Wow there are so many

Yeah

Which book by Reid are you talking about?

Undergrad AG

Lmao

For now I need to know varieties so I'm looking at a bit of Perrin and Milne

Oh there's another one

do you?

The one that focuses a lot on complex Geometry

miranda?

There's that one undergrad one

Principles of Algebraic Geometry

Griffiths Harris

Ideals, varieties, and algorithms

Right

cox little oshea is nice

Yee

Yeah

Computational stuff is good

And yeah my first semester is doing varieties, these are the lecture notes: https://www.math.wisc.edu/wiki/images/Notes.pdf

The 2 main things I've learned in grad school are computations are good and integrals are good

Do a different part of math if you like integrals tbh

Lol

Nah

I like integrals

I don't like intergrals

I like the way they can be done by wolfram alpha

But they are cool objects

Yeah, same

I like hyperbolic Geometry, so I appreciate integrals

I'm a simple man

See that's your problem

Also curvature is a thing you should care about

Nope differential geometry can commit sudoku

If you need more than a smooth structure to talk about it, it's not worth talking about

If you need more than a tangent sheaf

the thing is like

you can say "i'm an algebra, and I only care about nice algebra, let's say projective varieties over C"

and then whoops you're automatically kahler

how can I hold all this structure?

and then next thing you know you have to care about PDEs

life's hard

Is this the story of your life?

seems to be

I didn't choose the thug life

Lol some Geometer starts poking and prodding you with an anaytification functor

Tbh I kinda wanna learn Hodge theory at some point

Sounds dank

yeah it's pretty neat

I learned the classical stuff recently

need to learn more

Anyone good with algebraic geometry?

And willing to help

If I can ask the question here or in some other channel?

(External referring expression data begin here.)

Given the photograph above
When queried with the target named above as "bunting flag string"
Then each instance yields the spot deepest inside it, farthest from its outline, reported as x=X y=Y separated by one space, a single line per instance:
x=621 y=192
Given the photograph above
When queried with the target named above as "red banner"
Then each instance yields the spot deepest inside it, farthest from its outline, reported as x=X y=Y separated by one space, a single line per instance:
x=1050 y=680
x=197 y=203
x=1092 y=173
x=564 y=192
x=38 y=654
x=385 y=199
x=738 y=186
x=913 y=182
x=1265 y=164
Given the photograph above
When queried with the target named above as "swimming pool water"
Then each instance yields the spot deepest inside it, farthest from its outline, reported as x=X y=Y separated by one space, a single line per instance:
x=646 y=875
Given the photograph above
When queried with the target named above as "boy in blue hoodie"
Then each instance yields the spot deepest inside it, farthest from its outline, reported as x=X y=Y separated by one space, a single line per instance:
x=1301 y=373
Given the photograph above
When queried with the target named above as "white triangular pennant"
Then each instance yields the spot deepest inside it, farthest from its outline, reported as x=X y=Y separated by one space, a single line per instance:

Here or #point-set-topology is fine

Depending on the question maybe I can help

Allright so the setting is

We have the curve in P^2 given by the equation

$ x_1^n = x_2 x_0^{n-1} - x_2^n$

Ridder:

And a presentation is given by the charts with x_0 != 0 and with x_2 != 0

The question is to show that

$\mathcal{O}_X(X) = k$

Ridder:

By considering we have the exact sequence

$ 0 \to \mathcal{O}_X(X) \to \mathcal{O}_X(X_1) \times \mathcal{O}_X(X_2) \to \mathcal{O}_X(X_1 \cap X_2) $

Ridder:

Hope it's clear what I'm saying: X_1 and X_2 are the intersections of the curve X with the x_0!=0 and x_2!=0 charts.

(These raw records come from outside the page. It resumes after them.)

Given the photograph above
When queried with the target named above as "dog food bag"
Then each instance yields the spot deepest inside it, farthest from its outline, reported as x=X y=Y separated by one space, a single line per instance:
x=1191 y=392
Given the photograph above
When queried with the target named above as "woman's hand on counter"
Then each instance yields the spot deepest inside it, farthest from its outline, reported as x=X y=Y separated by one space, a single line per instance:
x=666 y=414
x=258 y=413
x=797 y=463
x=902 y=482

Please tell me if it is/isn't clear what the question is

I can also tell you what I tried if that helps

@mild laurel 🙂

Yeah sorry, don't know enough about this

Ok thanks for your time though

Someone else know some stuff about this? Would be highly appreciated!

@manic trail disclaimer, I'm not great at this stuff but I kinda wanna think about it

Sure, thank you! Let's see how far we can get with it

So is the idea here that we're just trying to compute other terms of the sequence?

I think so

Because we know that the sequence is exact

We can identify O_X(X) exactly with the kernel of the last arrow

Do any of these guys contain a copy of P^1?

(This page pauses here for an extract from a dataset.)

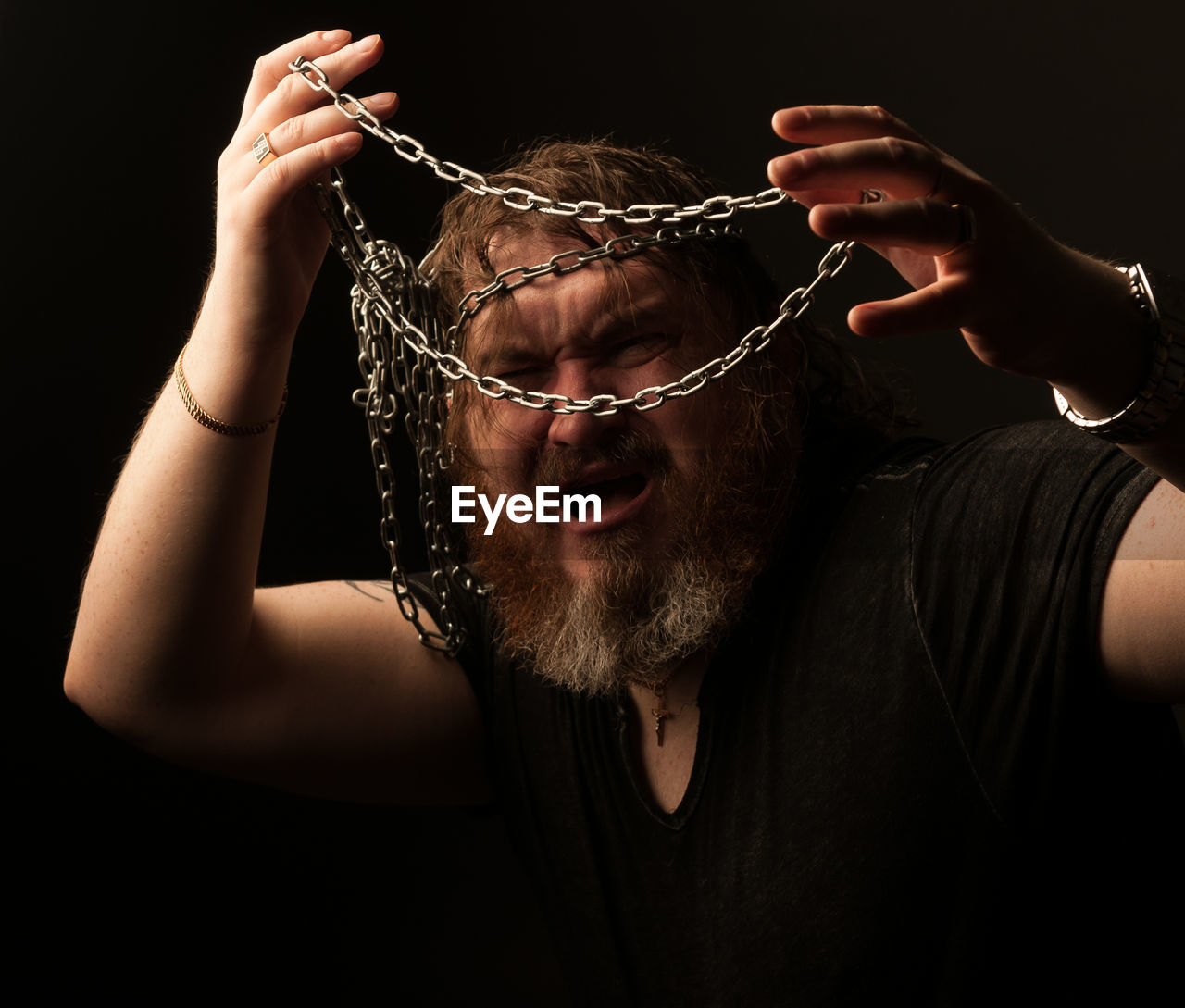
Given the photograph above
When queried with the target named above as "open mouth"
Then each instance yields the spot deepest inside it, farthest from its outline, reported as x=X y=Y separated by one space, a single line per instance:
x=617 y=492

If you contain a copy of P^1 then regular functions should be constant I think

Though that'd be a very roundabout way to do this lmao

Hm

Actually tbh the fact that this would be a bit stupid if true sorta suggests that at least X_1 and X_2 shouldn't contain a copy of P^1

I don't think so because X1 and X2 are affine

Right I'm dumb

What my attempt was calculating O_X(X1) and O_X(X2)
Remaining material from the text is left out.